Oleh : Thomas Sutasman

Ujian Nasional (UN) masih menjadi puncak kegiatan siswa selama belajar di tingkat pendidikan. Apapun yang dilakukan sekolah (baca: guru) tercurah untuk keberhasilan UN. Yang terjadi,  seringkali UN hanya menjadi ajang gengsi orang tua dan sekolah. Orang tua dan sekolah merasa puas akan keberhasilan siswanya dalam UN. Mau tidak mau, UN masih akan dilaksanakan tahun ini. Akibatnya,  mulai sekarang, guru sudah setengah mati untuk mempersiapkan siswa menghadapi UN, walau siswanya masih merasa santai atau tidak termotivasi.
Tugas berat yang berada pada beban sekolah, selain materi UN, adalah memotivasi siswa untuk berprestasi. Padahal memotivasi siswa bukan perkara yang gampang. Motivasi berprestasi merupakan konsep personal yang inheren yang merupakan faktor pendorong untuk meraih atau mencapai sesuatu yang diinginkannya agar meraih kesuksesan. Untuk mencapai kesuksesan tersebut  setiap orang mempunyai hambatan-hambatan yang berbeda. Apabila orang memiliki motivasi berprestasi yang tinggi, hambatan-hambatan tersebut akan dapat diatasi dan kesuksesan yang dinginkan dapat diraih. Dengan demikian, memiliki motivasi berprestasi maka akan muncul kesadaran bahwa dorongan untuk selalu mencapai kesuksesan (perilaku produktif dan selalu memperhatikan kualitas) dapat menjadi sikap dan perilaku permanen pada diri seseorang.
Menurut Bendura (1992) bahwa  bila seseorang memiliki rasa yang kuat tentang kemampuan dirinya, maka akan mendesak usaha yang lebih besar untuk menyelesaikan tugas-tugas yang menantang dari pada orang yang memiliki keraguan diri akan kemampuannya. Adanya perasaan mampu untuk berprestasi yang dimiliki oleh seseorang, akan memberikan kontribusi yang sangat besar pada aspek percaya diri, yaitu bahwa ia akan merasa yakin dengan kemampuannya untuk dapat mencapai suatu prestasi tertentu. Untuk itu,  memotivasi siswa untuk  berprestasi dalam UN berpijak pada siswa itu sendiri.

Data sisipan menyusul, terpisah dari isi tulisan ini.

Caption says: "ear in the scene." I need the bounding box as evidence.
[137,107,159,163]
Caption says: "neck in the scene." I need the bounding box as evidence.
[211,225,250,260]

Tugas sekolah adalah mengarahkan siswa untuk mempunyai motivasi berprestasi dengan mengetahui siapa dirinya dalam hubungannya dengan orang lain dimana mereka terlibat.
Seperti dikatakan di atas, memotivasi siswa bukanlah hal yang mudah. Apalagi masih ada siswa yang terbiasa instan menganggap  UN masih lama berlangsung, dan menjadi rahasia umum di kalangan siswa bahwa dalam UN bisa menyontek atau curang,  menjadi alasan utama bahwa UN tidak menjadi suatu tantangan bagi siswa. Hal pertama yang perlu dijelaskan dan dipahamkan  kepada siswa bahwa UN adalah masih menjadi penentu kelulusan, maka harus dipersiapkan lebih lama.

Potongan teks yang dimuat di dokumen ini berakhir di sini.